The David Robertson Graduate Residential Fellowship in the Arts provides an honorarium of $600 and one to two weeks lodging/residency at the McLaughlin Reserve (located at the intersection of Napa, Lake, and Yolo counties) for two graduate students in the creative arts (art, creative writing, music composition, theater and dance). It provides funding, time, and a serene location for a graduate student to focus on a creative project.After completing the residency and creative project, fellows will participate in two final presentations to showcase their creative work, one at the residence site and one at UC Davis. These are planned for Spring 2010.
The McLaughlin Reserve is located two hours northwest of Davis. The facility, located on 7,000 acres of natural land, sits on a grassy hillside that is surrounded by creeks, woodland, and serpentine terrain. Inviting hiking trails offer a chance to see deer, jackrabbits, bobcats, and birds among the diverse plant communities. For more information on the site see: http://nrs.ucdavis.edu/mclaughlin.html
2009-2010 Robertson Fellows
Johanna (Joby) Barron is a painter and sculptor who incorporates concepts of biology and material culture in her work. Barron received her B.A. from The Evergreen State College. Among her interests are intersections between artificial and natural environments, the boundaries of public and private spaces, and corporate imagery. Barron is also interested in investigating the cultural and biological functions of the accumulation of objects and the fluctuation of meaning of objects through time and space. To explore human’s increased disconnect with the natural world and the shifting aesthetic values towards the artificial, her project at the McLaughlin Reserve will create a temporary diaorama of a hotel room on a grassy, oak-dominated hill, documenting the “interaction” between the landscape and this built environment through photography and film.

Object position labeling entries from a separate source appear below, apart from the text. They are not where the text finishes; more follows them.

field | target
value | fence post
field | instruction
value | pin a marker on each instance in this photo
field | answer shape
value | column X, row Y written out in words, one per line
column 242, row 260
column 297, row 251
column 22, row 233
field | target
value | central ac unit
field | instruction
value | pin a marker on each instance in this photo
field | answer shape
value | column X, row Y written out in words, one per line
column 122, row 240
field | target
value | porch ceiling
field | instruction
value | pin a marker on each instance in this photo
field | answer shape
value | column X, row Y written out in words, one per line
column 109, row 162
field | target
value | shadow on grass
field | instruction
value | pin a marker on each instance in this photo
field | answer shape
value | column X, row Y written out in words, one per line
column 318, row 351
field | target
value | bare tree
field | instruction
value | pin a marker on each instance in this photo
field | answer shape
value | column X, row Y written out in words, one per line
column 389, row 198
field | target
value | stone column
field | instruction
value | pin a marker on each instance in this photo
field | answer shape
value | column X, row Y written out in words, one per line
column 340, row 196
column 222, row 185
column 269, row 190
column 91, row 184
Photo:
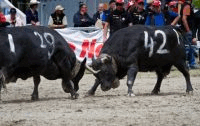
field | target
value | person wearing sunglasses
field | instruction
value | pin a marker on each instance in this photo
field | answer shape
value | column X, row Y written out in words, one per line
column 118, row 19
column 139, row 15
column 81, row 18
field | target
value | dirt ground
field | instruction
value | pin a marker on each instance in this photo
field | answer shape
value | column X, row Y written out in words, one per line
column 170, row 108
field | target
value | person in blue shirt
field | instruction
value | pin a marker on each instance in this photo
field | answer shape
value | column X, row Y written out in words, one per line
column 155, row 17
column 106, row 13
column 32, row 14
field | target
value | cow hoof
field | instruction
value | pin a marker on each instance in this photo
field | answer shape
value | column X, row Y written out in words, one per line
column 155, row 92
column 89, row 93
column 131, row 95
column 75, row 96
column 34, row 98
column 189, row 92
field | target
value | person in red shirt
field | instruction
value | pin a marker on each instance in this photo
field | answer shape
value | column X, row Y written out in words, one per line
column 187, row 22
column 2, row 19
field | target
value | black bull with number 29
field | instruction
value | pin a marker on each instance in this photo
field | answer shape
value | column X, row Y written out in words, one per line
column 139, row 48
column 32, row 51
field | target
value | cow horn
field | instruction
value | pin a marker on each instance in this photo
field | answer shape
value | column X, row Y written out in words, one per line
column 105, row 58
column 91, row 69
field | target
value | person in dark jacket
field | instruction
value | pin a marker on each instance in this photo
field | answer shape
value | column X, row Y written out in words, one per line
column 58, row 19
column 138, row 16
column 106, row 13
column 32, row 14
column 81, row 18
column 3, row 22
column 99, row 13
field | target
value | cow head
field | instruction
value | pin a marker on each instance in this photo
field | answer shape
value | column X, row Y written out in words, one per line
column 105, row 69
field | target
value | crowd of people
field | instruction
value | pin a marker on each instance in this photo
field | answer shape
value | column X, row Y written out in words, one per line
column 119, row 15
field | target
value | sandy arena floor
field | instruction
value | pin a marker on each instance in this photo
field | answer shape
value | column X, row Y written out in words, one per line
column 172, row 107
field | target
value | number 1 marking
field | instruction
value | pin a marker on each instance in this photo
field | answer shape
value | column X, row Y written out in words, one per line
column 177, row 36
column 161, row 50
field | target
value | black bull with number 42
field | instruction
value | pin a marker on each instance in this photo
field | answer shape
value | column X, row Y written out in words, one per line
column 139, row 49
column 32, row 51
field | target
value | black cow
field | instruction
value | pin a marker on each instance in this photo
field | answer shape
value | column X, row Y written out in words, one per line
column 33, row 51
column 139, row 49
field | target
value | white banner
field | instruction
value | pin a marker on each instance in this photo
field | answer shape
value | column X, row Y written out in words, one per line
column 86, row 42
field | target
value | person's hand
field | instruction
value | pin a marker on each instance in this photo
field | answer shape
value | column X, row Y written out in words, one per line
column 194, row 41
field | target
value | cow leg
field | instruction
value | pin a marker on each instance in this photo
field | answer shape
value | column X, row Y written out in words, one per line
column 183, row 69
column 132, row 72
column 36, row 80
column 94, row 88
column 160, row 77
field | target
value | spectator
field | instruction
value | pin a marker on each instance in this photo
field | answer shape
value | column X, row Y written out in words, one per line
column 99, row 13
column 116, row 20
column 2, row 19
column 187, row 22
column 13, row 19
column 138, row 16
column 58, row 19
column 106, row 13
column 32, row 14
column 81, row 18
column 131, row 7
column 155, row 17
column 171, row 12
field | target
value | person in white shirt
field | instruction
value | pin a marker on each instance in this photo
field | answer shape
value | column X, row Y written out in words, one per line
column 58, row 19
column 13, row 19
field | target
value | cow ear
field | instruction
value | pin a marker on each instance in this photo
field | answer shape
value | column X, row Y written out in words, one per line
column 106, row 59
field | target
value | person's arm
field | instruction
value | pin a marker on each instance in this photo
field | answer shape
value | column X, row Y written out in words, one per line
column 175, row 21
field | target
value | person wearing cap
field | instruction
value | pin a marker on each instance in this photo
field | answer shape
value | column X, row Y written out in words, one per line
column 112, row 7
column 131, row 7
column 118, row 19
column 139, row 15
column 32, row 14
column 58, row 19
column 99, row 13
column 155, row 17
column 81, row 18
column 13, row 19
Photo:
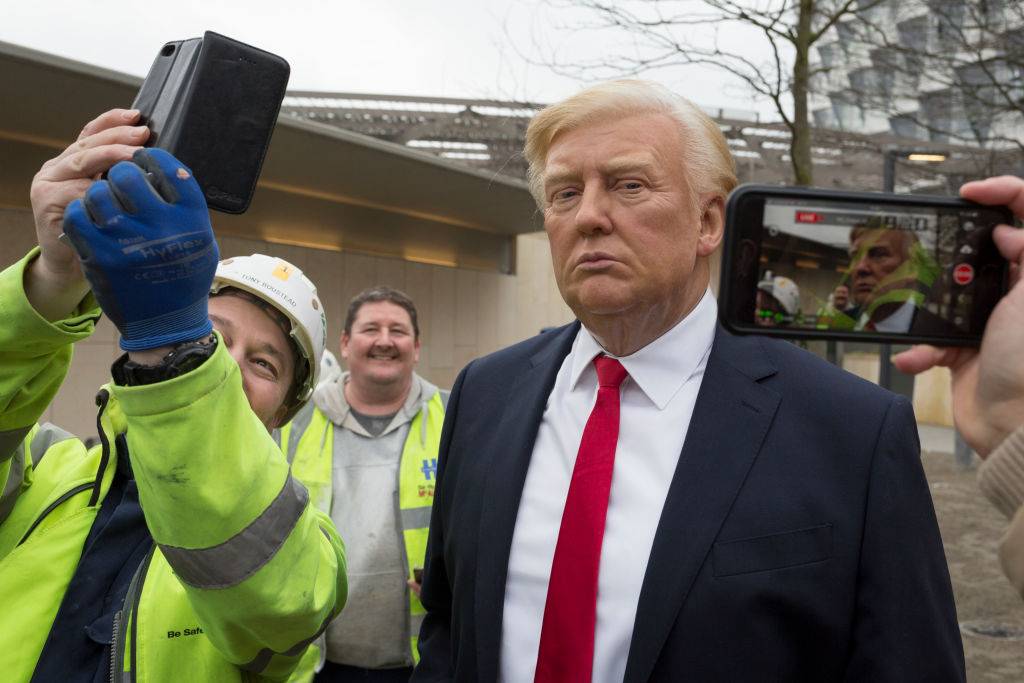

Christopher Woodstock is an artist using large format photography. A graduate of the San Francisco Art Institute, he has shown work nationally and internationally. Bedroom Rockers: Where DJ’s Call Home is a monograph of his photos that display the private interior spaces of DJ subculture. His current work focuses on liminal spaces, places that unify a connection between past and future, seen and unseen, and permanence and change. During his residency at the McLaughlin Reserve he plans to research how the history of mining extraction is transforming into a future of preservation and to photograph the relationship between the area’s geology, its mining history, and the contrast between natural and altered landscapes.